On the Friday evening, 5 December 1980, I:

Went to Union – Sim’s mates from Donny there

Ah yes, my next door neighbour Sim (Simon Ascough) and his home town mates from Doncaster. Sim was a great bloke and I very much enjoyed being his neighbour in F Block Lindsay for about four terms in the end. In those early days, I especially remember listening to his Neil Young Triple Album, Decade:

https://www.amazon.co.uk/Decade-VINYL-Neil-Young/dp/B071DXVKJC/ref=tmm_vnl_title_0?_encoding=UTF8&qid=&sr=

But I recall Sim’s friends from Donny being into a harder-boiled variety of rock than that; Iron Maiden, Rainbow and the like if I am not mistaken. I also recall them finding Keele quite baffling; they were pretty disparaging about the place and the whole idea of Sim being at University. I think I added to their sense of bafflement because I was Jewish; a state of being which, I guess, had barely entered their consciousnesses before and certainly never previously manifested to them in human form. I don’t think they were bad lads, but when Sim dropped out of Keele a year or so later, it felt to me like a real shame and I did wonder whether Sim had anyone “back home” encouraging him to persevere with university.

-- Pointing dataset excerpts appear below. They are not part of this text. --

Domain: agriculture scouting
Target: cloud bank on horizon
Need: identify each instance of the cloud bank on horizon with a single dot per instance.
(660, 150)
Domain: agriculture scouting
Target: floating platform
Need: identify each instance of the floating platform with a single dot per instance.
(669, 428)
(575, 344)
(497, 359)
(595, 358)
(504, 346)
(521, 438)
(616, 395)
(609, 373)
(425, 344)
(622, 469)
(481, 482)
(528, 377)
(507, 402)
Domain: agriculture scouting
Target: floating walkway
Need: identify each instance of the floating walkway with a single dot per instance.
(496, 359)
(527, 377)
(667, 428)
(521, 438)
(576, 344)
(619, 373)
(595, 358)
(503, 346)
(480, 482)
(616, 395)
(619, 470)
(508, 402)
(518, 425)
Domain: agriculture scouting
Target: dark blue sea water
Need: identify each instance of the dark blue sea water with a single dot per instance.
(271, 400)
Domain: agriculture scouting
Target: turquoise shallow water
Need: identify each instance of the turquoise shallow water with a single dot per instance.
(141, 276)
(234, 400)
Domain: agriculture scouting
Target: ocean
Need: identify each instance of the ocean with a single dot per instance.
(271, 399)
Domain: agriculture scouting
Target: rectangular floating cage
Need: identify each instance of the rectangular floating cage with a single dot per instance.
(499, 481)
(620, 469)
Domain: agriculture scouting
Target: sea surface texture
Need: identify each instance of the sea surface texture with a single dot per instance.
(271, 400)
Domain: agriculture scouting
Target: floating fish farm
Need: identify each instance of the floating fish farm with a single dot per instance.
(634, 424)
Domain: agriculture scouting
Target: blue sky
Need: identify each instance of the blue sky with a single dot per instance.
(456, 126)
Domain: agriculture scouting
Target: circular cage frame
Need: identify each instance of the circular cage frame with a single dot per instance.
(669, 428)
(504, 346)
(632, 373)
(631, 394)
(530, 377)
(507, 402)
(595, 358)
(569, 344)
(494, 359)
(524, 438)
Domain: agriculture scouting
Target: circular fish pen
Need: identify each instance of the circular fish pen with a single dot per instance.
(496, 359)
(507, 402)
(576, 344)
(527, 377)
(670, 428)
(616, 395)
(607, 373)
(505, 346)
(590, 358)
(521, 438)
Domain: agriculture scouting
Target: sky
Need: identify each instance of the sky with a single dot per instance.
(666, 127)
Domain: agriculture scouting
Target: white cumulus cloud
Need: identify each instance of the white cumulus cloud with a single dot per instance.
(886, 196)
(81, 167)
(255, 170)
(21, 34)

The next day, on the Saturday, Simon Jacobs and I went off to Leeds for a BBYO thingie. I apologise unequivocally to the people of Leeds who might have read the phrase:

Simon and I went to Leeds (yuck)…

..imagining that I had something against Leeds. In fact, I was fond of Leeds back then (still am to some extent) and I suspect the word “yuck” was a word play on the fact that we were going, in part, to a YCC meeting as representatives of BBYO. Simon had, in fact, resigned as National Vice-President over the summer, but I think might have still retained some involvement in whatever the YCC is/was – frankly I’m struggling to find anyone who can remember.

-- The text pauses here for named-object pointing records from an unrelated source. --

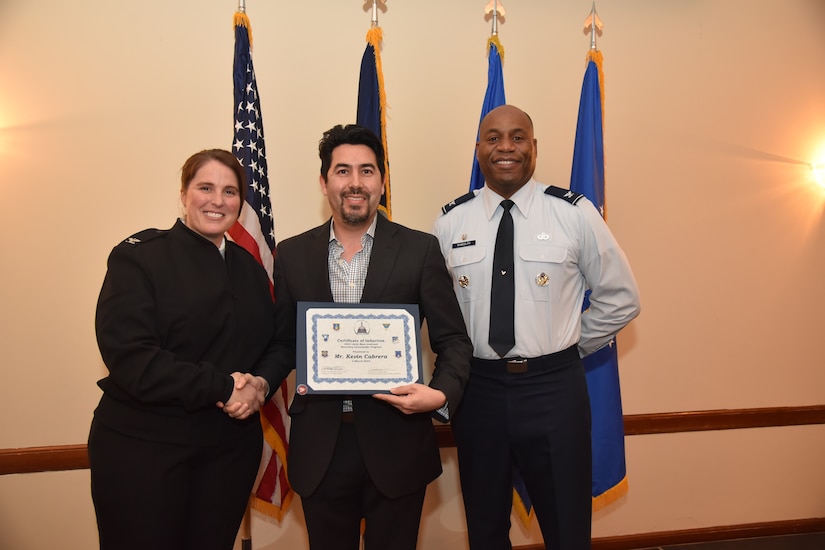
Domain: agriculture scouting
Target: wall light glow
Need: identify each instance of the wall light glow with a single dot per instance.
(819, 173)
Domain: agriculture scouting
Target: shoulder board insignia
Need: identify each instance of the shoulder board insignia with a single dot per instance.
(455, 202)
(143, 236)
(566, 194)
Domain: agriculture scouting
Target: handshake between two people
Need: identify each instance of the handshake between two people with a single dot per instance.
(248, 396)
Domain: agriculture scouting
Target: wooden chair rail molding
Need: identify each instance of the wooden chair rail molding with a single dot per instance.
(74, 457)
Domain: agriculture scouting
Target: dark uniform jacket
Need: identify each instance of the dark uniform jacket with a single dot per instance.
(406, 267)
(174, 319)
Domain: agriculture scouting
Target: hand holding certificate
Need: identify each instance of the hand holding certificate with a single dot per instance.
(357, 348)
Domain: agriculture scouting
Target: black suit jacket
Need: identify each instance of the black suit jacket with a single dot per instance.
(406, 267)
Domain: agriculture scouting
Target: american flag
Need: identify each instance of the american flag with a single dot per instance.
(256, 233)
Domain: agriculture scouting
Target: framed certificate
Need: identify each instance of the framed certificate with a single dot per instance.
(356, 348)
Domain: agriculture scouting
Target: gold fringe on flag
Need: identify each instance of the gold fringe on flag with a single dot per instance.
(374, 37)
(242, 20)
(611, 495)
(494, 40)
(523, 515)
(277, 446)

It’s a bit like SLAC Convenors at Keele – people vaguely remember the existence of the post but no-one seems able to recall what SLAC was…

John White in 1985 checking out the bona fides of SLAC Convenor Cath Coughlin – with grateful thanks to Mark Ellicott for this picture.

…but I digress.

Returning to December 1980, in my diary, in the matter of that Leeds trip, I went on to say:

…stayed at nice house (early night)

Sunday 7 December – coffee morning -> lunch -> YCC (🗸 & X) -> Inst[allation]. Simon & I left early

No idea what the 🗸 & X represented. Presumably something went right (from my point of view) and something else didn’t. The YCC was probably like that…whatever it was.

What I didn’t say in the diary, but popped straight into my main memory when I read this diary note, was the hellish journey Simon and I endured between Keele and Leeds. No wonder we left early.

As I recall it, we took the bus to Stoke, took a train to Stockport, where we changed to a train to Staleybridge, where we changed again to take a train to Leeds.

Stalybridge railway station (6)

Staleybridge station looks in better nick now.

Then we did the whole trip in reverse, with the added excitement of a 1980 Sunday service to contend with. On returning to Keele after that epic journey, Simon and I agreed that we wouldn’t be attempting that voyage again by public transport in a hurry. I still haven’t attempted a rerun and strongly suspect that Simon Jacobs also can only boast that single expedition from Keele to Leeds and back, without oxygen.